Haluannews Ekonomi – Jakarta – Puncak upaya penyelamatan keuangan negara dan penertiban kawasan hutan menjadi sorotan utama di Kejaksaan Agung pada Rabu (24/12/2025). Sejumlah pejabat tinggi negara, termasuk Menteri Keuangan Purbaya Yudhi Sadewa, Kepala Badan Koordinasi Penanaman Modal (BKPM) Rosan Roeslani, serta Chief Operating Officer (COO) Badan Pengelola Investasi Daya Anagata Nusantara (BPI Danantara) Dony Oskaria, terlihat hadir dalam acara penting tersebut. Kehadiran mereka menandai komitmen serius pemerintah dalam memulihkan aset negara yang selama ini terindikasi disalahgunakan. Agenda semakin monumental dengan rencana kedatangan Presiden Prabowo Subianto pada pukul 15.00 WIB, yang dijadwalkan untuk meninjau langsung kinerja Satuan Tugas Penertiban Kawasan Hutan (Satgas PKH) dan menyaksikan penyerahan hasil penyelamatan keuangan negara.

Related Post
Berdasarkan pantauan Haluannews.id di lokasi, tumpukan uang kertas pecahan Rp 100 ribu tertata rapi, disiapkan oleh aparat penegak hukum Kejaksaan Agung. Sebuah piagam besar turut dipajang, mengumumkan total dana yang berhasil diselamatkan mencapai angka fantastis: Rp 6.625.294.190.469,74. Angka ini terbagi menjadi dua komponen utama: hasil penagihan denda administratif sektor kehutanan oleh Satgas PKH sebesar Rp 2.344.965.750.000, serta hasil penyelamatan keuangan negara dari penanganan perkara tindak pidana korupsi oleh Kejaksaan Agung sendiri yang mencapai Rp 4.280.328.440.469,74. Jumlah ini menunjukkan skala kerugian negara yang berhasil dipulihkan melalui kerja keras lintas instansi.

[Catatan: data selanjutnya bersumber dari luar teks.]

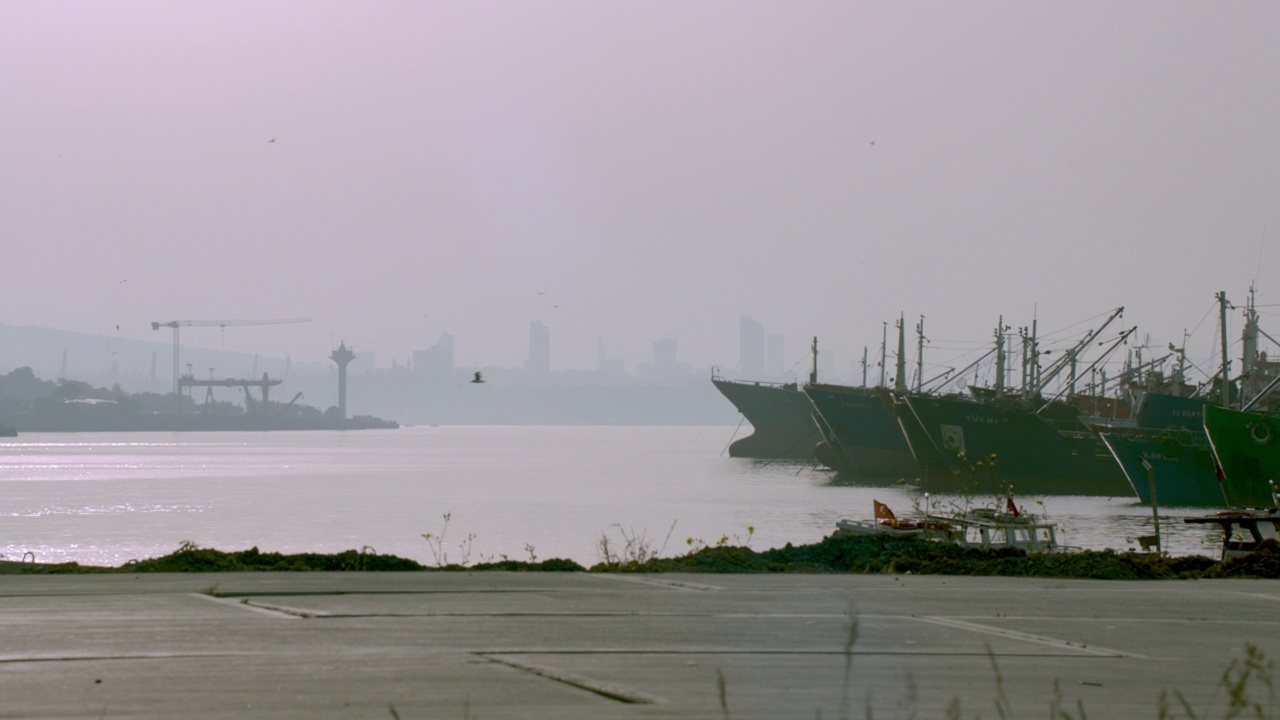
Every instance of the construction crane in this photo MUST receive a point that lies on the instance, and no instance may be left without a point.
(176, 324)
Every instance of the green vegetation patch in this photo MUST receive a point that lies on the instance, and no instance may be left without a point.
(191, 559)
(835, 554)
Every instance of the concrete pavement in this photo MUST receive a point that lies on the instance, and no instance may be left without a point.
(592, 646)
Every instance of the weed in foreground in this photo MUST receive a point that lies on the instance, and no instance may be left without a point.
(440, 552)
(635, 550)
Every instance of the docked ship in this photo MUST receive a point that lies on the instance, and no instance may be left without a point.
(781, 418)
(863, 437)
(997, 438)
(1248, 452)
(1169, 449)
(1170, 466)
(784, 425)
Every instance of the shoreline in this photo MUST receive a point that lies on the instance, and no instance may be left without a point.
(832, 555)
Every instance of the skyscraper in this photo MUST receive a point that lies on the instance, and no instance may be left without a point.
(750, 359)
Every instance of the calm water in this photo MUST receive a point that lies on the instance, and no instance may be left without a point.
(106, 499)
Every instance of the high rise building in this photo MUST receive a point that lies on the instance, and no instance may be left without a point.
(775, 359)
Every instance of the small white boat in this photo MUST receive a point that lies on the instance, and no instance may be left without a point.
(983, 527)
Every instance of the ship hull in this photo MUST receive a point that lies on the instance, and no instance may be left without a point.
(863, 432)
(1247, 449)
(781, 418)
(1028, 451)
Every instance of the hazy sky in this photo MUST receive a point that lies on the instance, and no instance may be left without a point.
(639, 171)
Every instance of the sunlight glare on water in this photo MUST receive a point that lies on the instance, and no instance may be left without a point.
(519, 492)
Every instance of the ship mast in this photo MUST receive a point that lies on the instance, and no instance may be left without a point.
(813, 374)
(1226, 361)
(919, 356)
(1000, 356)
(883, 345)
(900, 365)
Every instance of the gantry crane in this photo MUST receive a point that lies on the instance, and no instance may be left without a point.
(176, 324)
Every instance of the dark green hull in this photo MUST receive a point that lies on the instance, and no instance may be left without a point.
(781, 417)
(1182, 466)
(1247, 447)
(863, 434)
(1031, 452)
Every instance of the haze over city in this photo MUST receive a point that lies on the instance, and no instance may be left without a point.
(635, 172)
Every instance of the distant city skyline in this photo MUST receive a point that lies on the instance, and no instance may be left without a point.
(636, 172)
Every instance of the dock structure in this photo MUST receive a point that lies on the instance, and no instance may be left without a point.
(264, 384)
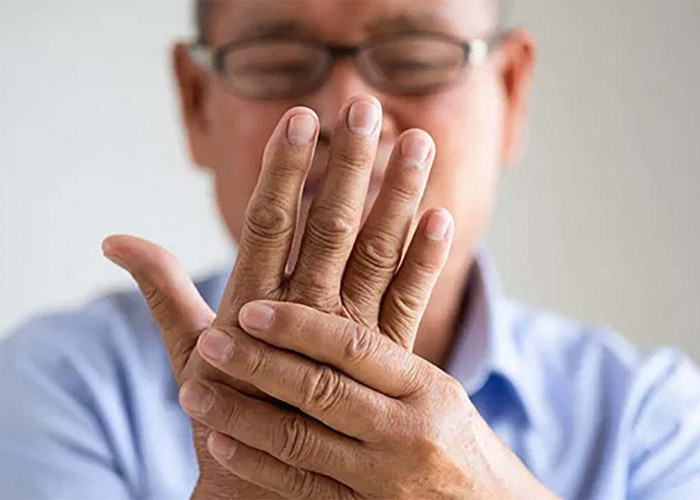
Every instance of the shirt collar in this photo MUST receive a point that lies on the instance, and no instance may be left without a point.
(485, 345)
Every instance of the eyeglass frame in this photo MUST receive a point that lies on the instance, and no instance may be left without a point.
(212, 59)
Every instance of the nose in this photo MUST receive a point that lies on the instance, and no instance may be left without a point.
(343, 83)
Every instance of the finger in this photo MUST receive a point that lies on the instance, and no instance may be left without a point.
(176, 305)
(319, 391)
(365, 355)
(259, 468)
(336, 212)
(270, 218)
(291, 437)
(381, 242)
(408, 294)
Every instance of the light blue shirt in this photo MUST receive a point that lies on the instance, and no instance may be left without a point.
(89, 403)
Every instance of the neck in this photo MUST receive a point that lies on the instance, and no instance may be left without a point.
(443, 314)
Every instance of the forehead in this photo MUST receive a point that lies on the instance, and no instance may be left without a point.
(349, 20)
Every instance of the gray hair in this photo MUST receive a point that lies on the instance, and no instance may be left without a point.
(205, 8)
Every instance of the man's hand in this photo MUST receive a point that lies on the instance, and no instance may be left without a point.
(340, 269)
(377, 421)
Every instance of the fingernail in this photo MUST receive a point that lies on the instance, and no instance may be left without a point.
(301, 129)
(415, 148)
(438, 224)
(196, 397)
(257, 316)
(363, 117)
(216, 345)
(221, 445)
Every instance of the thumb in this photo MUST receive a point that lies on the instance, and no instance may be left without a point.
(175, 303)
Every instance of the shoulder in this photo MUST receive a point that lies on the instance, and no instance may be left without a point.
(638, 409)
(91, 404)
(572, 352)
(109, 333)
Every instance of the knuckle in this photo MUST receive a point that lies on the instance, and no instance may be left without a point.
(292, 446)
(361, 343)
(331, 226)
(406, 301)
(378, 253)
(300, 483)
(255, 364)
(355, 160)
(403, 193)
(424, 268)
(233, 417)
(323, 389)
(268, 222)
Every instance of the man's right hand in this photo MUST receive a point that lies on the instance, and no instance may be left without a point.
(340, 269)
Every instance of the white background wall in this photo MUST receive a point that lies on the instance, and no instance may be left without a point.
(599, 221)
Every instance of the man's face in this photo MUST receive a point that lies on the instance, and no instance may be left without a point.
(474, 122)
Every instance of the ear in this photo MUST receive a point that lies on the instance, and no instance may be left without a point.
(516, 58)
(192, 84)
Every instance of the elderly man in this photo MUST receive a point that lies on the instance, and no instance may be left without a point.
(347, 355)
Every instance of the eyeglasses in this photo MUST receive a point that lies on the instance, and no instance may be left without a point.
(287, 67)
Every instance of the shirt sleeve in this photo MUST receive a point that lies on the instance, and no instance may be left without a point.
(53, 443)
(665, 461)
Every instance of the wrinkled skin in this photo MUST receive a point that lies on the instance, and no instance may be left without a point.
(417, 430)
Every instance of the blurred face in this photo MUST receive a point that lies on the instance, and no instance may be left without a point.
(475, 122)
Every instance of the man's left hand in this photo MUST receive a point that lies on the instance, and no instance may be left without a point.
(374, 419)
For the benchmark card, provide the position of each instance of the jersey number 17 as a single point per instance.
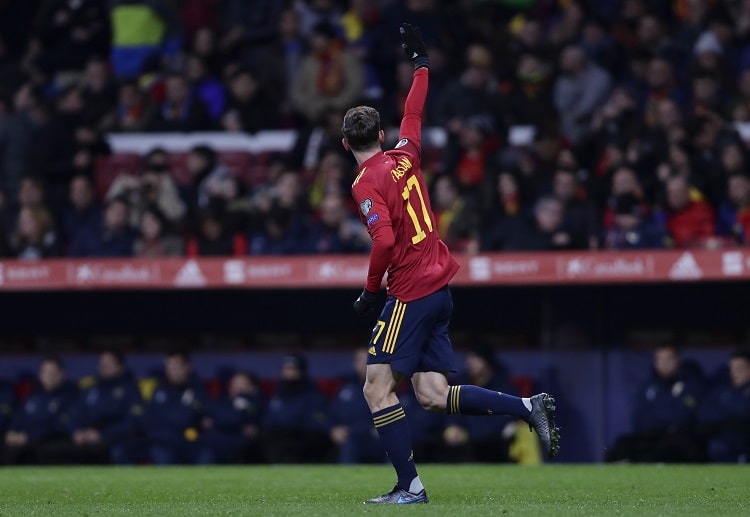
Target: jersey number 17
(412, 184)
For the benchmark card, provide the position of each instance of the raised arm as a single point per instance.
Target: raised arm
(416, 50)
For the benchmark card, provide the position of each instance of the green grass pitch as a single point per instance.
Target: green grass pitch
(455, 490)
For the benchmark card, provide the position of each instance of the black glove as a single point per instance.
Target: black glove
(414, 47)
(365, 302)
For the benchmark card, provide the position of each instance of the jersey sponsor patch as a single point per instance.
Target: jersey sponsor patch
(366, 206)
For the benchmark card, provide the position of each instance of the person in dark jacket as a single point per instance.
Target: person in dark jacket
(664, 413)
(114, 238)
(232, 424)
(45, 416)
(295, 428)
(103, 420)
(172, 419)
(474, 438)
(352, 429)
(724, 416)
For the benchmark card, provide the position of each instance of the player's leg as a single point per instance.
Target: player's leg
(385, 350)
(434, 394)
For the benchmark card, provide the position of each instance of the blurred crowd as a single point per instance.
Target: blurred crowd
(571, 124)
(683, 414)
(174, 417)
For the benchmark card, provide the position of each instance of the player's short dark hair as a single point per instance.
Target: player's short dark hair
(361, 127)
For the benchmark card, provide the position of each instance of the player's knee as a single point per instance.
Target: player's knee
(432, 400)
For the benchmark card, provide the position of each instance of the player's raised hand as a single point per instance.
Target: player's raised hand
(365, 303)
(414, 47)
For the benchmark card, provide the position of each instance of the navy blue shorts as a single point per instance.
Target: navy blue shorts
(413, 337)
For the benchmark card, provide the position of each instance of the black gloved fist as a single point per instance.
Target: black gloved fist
(365, 302)
(414, 47)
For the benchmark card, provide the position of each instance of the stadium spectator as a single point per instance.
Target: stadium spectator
(455, 214)
(473, 438)
(153, 187)
(181, 110)
(83, 213)
(632, 229)
(142, 31)
(542, 230)
(133, 111)
(113, 238)
(35, 236)
(211, 185)
(155, 239)
(724, 415)
(690, 218)
(336, 230)
(663, 413)
(232, 424)
(352, 430)
(733, 218)
(44, 416)
(103, 420)
(475, 92)
(582, 87)
(250, 108)
(68, 34)
(212, 238)
(296, 425)
(330, 76)
(250, 28)
(171, 422)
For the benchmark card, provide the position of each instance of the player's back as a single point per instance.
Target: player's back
(421, 263)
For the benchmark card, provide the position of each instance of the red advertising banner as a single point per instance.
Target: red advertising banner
(495, 269)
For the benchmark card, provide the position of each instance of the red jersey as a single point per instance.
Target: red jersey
(395, 206)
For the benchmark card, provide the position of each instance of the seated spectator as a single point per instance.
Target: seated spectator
(211, 185)
(181, 111)
(35, 237)
(664, 413)
(232, 424)
(632, 228)
(212, 237)
(352, 428)
(455, 215)
(541, 231)
(133, 111)
(155, 239)
(205, 86)
(733, 217)
(84, 213)
(103, 420)
(114, 237)
(248, 109)
(330, 76)
(295, 428)
(171, 422)
(151, 31)
(336, 230)
(7, 410)
(724, 416)
(154, 187)
(581, 88)
(580, 217)
(690, 219)
(475, 438)
(44, 417)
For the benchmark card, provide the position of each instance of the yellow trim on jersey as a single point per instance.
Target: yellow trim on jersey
(455, 390)
(389, 418)
(394, 326)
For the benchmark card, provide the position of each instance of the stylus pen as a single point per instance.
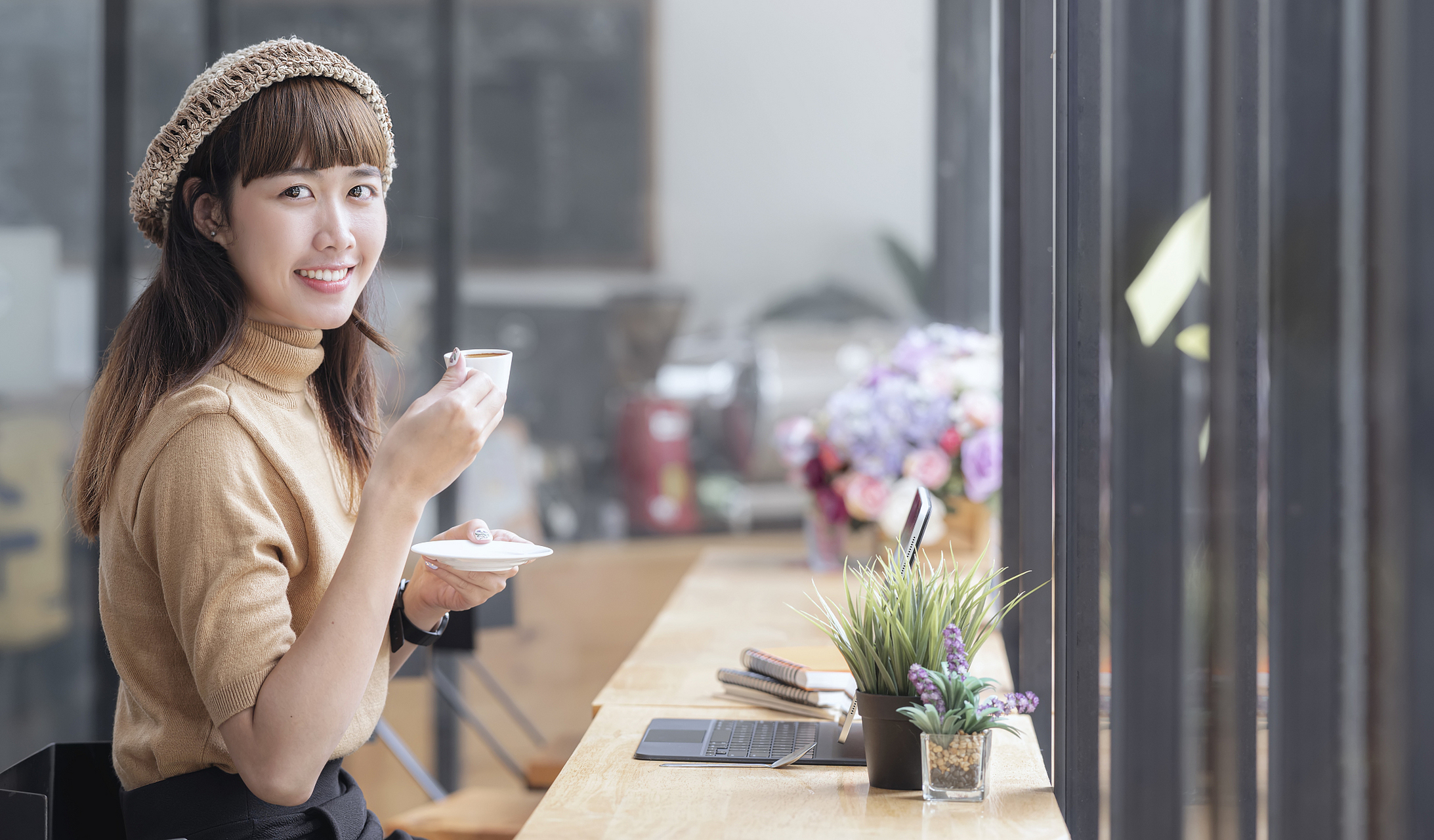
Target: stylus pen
(847, 726)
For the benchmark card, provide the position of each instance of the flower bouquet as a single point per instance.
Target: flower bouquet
(929, 415)
(956, 724)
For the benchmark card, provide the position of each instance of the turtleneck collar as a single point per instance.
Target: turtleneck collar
(280, 357)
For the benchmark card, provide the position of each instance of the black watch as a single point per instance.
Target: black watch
(402, 630)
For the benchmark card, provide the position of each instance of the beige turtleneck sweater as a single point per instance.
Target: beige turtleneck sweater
(226, 522)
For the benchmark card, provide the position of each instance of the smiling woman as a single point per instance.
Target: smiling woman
(253, 526)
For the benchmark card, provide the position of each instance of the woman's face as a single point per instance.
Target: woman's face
(305, 242)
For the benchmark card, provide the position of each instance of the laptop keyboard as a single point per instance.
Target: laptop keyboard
(768, 740)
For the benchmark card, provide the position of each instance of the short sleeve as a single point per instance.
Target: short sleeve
(217, 519)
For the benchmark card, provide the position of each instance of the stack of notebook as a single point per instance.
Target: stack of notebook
(812, 681)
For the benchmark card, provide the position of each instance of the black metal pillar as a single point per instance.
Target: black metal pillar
(213, 20)
(1037, 276)
(1082, 294)
(112, 273)
(444, 319)
(1146, 509)
(1027, 323)
(1401, 411)
(1011, 319)
(961, 276)
(1236, 306)
(1305, 468)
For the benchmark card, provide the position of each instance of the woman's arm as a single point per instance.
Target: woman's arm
(438, 588)
(306, 703)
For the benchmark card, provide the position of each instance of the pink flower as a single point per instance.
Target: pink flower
(865, 496)
(981, 463)
(950, 440)
(974, 410)
(929, 466)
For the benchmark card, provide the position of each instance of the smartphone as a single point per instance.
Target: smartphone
(916, 530)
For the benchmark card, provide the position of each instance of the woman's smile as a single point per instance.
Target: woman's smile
(327, 278)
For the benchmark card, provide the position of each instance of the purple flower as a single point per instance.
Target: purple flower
(1011, 704)
(879, 421)
(925, 687)
(815, 475)
(981, 463)
(957, 662)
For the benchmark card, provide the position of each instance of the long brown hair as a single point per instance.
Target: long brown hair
(188, 319)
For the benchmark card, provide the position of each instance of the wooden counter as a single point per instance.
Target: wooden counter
(736, 598)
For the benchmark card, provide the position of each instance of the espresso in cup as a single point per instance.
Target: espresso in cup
(495, 363)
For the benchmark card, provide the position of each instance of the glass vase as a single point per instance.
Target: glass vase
(831, 543)
(956, 768)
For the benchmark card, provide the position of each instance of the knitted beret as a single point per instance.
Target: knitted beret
(215, 95)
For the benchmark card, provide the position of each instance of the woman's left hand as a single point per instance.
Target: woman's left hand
(436, 588)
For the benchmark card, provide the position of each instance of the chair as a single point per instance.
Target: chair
(65, 791)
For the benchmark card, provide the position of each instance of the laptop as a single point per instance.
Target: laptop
(765, 742)
(749, 742)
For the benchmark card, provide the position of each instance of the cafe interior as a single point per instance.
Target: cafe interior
(1045, 369)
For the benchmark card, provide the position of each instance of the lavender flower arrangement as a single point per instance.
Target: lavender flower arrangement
(928, 416)
(950, 700)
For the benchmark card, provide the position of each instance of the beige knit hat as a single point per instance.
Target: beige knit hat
(215, 95)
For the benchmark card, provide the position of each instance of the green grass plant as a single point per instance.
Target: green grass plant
(900, 614)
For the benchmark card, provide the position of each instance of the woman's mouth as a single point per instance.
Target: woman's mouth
(327, 280)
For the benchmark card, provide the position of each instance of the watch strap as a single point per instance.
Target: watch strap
(402, 630)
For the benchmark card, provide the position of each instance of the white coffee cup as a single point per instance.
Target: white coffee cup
(495, 363)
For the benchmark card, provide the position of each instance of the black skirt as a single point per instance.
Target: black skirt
(213, 805)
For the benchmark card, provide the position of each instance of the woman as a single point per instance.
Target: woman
(247, 587)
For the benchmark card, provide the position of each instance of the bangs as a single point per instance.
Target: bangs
(308, 121)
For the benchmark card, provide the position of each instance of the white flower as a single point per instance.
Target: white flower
(975, 410)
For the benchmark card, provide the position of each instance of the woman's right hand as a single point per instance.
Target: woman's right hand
(440, 433)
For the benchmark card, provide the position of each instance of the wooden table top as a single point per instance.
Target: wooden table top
(606, 793)
(736, 598)
(730, 600)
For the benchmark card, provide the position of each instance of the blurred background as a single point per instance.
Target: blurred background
(687, 219)
(1150, 267)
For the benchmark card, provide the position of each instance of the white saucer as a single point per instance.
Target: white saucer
(471, 556)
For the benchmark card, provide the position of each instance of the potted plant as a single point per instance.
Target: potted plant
(927, 415)
(898, 623)
(956, 724)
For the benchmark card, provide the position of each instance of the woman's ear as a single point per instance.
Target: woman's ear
(208, 215)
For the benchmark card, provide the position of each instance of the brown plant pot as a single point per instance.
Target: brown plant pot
(893, 742)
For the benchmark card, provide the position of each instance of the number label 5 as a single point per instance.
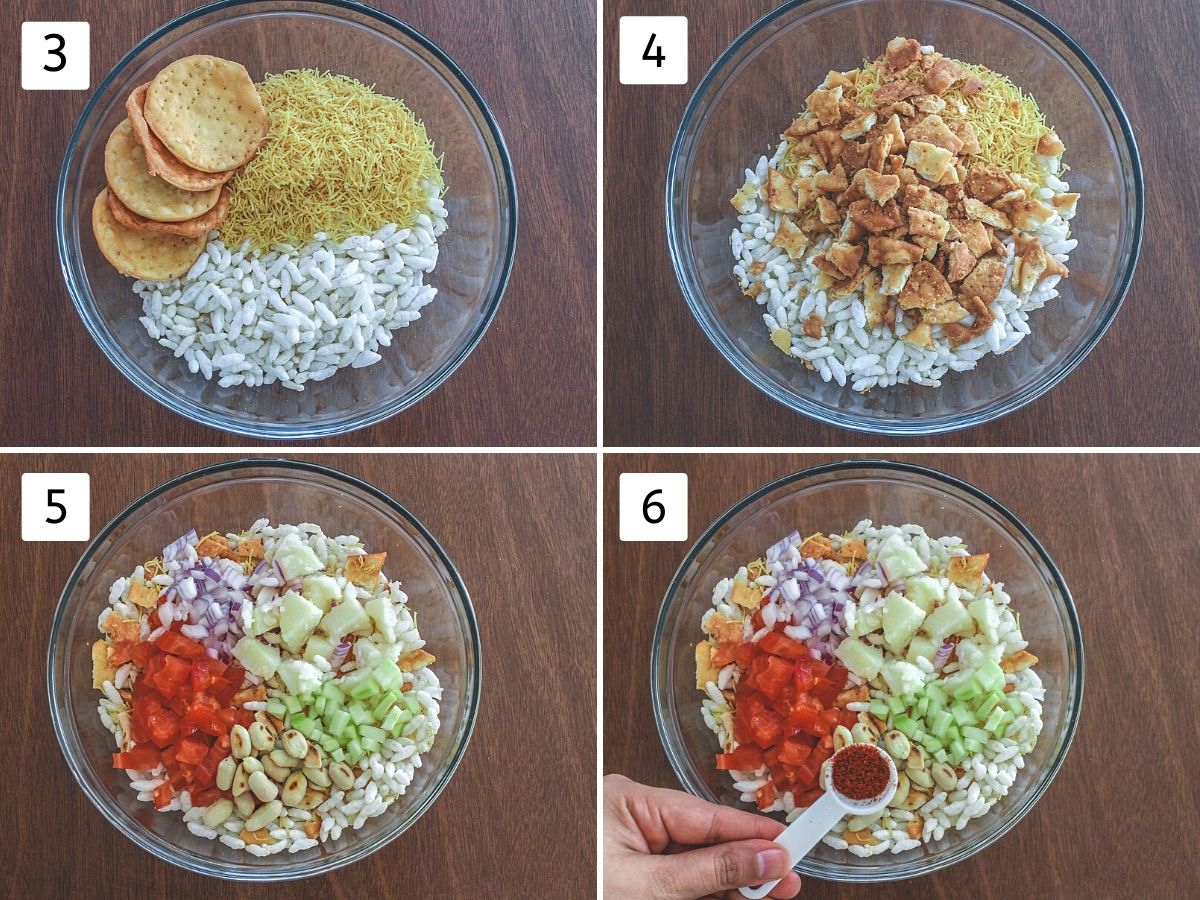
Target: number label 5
(55, 55)
(55, 507)
(653, 507)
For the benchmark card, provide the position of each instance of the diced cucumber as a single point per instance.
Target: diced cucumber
(337, 721)
(963, 714)
(259, 658)
(989, 702)
(375, 733)
(345, 618)
(862, 659)
(385, 702)
(364, 689)
(990, 676)
(939, 723)
(969, 690)
(389, 676)
(970, 731)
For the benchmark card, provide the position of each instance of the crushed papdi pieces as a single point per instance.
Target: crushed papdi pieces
(1018, 661)
(101, 670)
(143, 594)
(967, 571)
(747, 595)
(414, 660)
(364, 570)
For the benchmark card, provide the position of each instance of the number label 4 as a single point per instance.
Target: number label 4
(653, 507)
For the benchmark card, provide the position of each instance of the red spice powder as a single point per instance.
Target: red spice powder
(859, 772)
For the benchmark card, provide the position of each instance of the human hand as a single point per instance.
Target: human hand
(669, 845)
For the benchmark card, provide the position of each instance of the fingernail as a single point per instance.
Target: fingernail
(771, 862)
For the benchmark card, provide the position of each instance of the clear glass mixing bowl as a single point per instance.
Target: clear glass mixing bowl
(834, 498)
(475, 252)
(755, 89)
(228, 497)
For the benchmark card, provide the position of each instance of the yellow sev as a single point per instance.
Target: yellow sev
(339, 159)
(1006, 120)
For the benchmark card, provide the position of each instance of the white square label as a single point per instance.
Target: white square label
(55, 507)
(653, 507)
(653, 49)
(55, 55)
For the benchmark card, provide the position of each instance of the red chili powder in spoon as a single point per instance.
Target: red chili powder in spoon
(861, 773)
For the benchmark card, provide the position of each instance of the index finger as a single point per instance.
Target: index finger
(690, 820)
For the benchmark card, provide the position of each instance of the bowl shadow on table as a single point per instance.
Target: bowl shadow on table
(759, 97)
(837, 503)
(339, 509)
(471, 268)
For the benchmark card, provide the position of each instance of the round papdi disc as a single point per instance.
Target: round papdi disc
(149, 256)
(208, 113)
(159, 159)
(149, 196)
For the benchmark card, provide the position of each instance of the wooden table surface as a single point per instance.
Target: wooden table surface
(521, 803)
(666, 385)
(532, 379)
(1117, 820)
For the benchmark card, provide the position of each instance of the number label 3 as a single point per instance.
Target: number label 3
(55, 507)
(55, 55)
(653, 507)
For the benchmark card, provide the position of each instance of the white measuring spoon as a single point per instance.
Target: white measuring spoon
(815, 822)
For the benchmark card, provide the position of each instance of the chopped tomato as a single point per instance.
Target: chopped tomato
(179, 646)
(784, 714)
(783, 646)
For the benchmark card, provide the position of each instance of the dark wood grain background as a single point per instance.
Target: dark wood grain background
(666, 385)
(1117, 820)
(532, 379)
(520, 810)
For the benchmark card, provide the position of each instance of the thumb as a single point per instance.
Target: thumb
(700, 873)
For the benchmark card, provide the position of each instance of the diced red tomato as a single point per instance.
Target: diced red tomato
(177, 645)
(783, 646)
(784, 714)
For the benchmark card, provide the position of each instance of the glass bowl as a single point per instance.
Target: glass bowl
(227, 497)
(755, 89)
(834, 498)
(475, 252)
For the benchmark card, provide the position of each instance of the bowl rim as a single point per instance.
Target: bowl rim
(234, 871)
(924, 475)
(298, 430)
(900, 427)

Tak hanya penyelamatan dana, acara ini juga menandai penyerahan kembali penguasaan kawasan hutan tahap V dengan total luasan mencapai 896.969,143 hektar. Ini merupakan bagian dari upaya berkelanjutan Satgas PKH dalam mengembalikan hak negara atas lahan-lahan strategis yang sebelumnya dikuasai secara ilegal atau tidak sesuai peruntukan.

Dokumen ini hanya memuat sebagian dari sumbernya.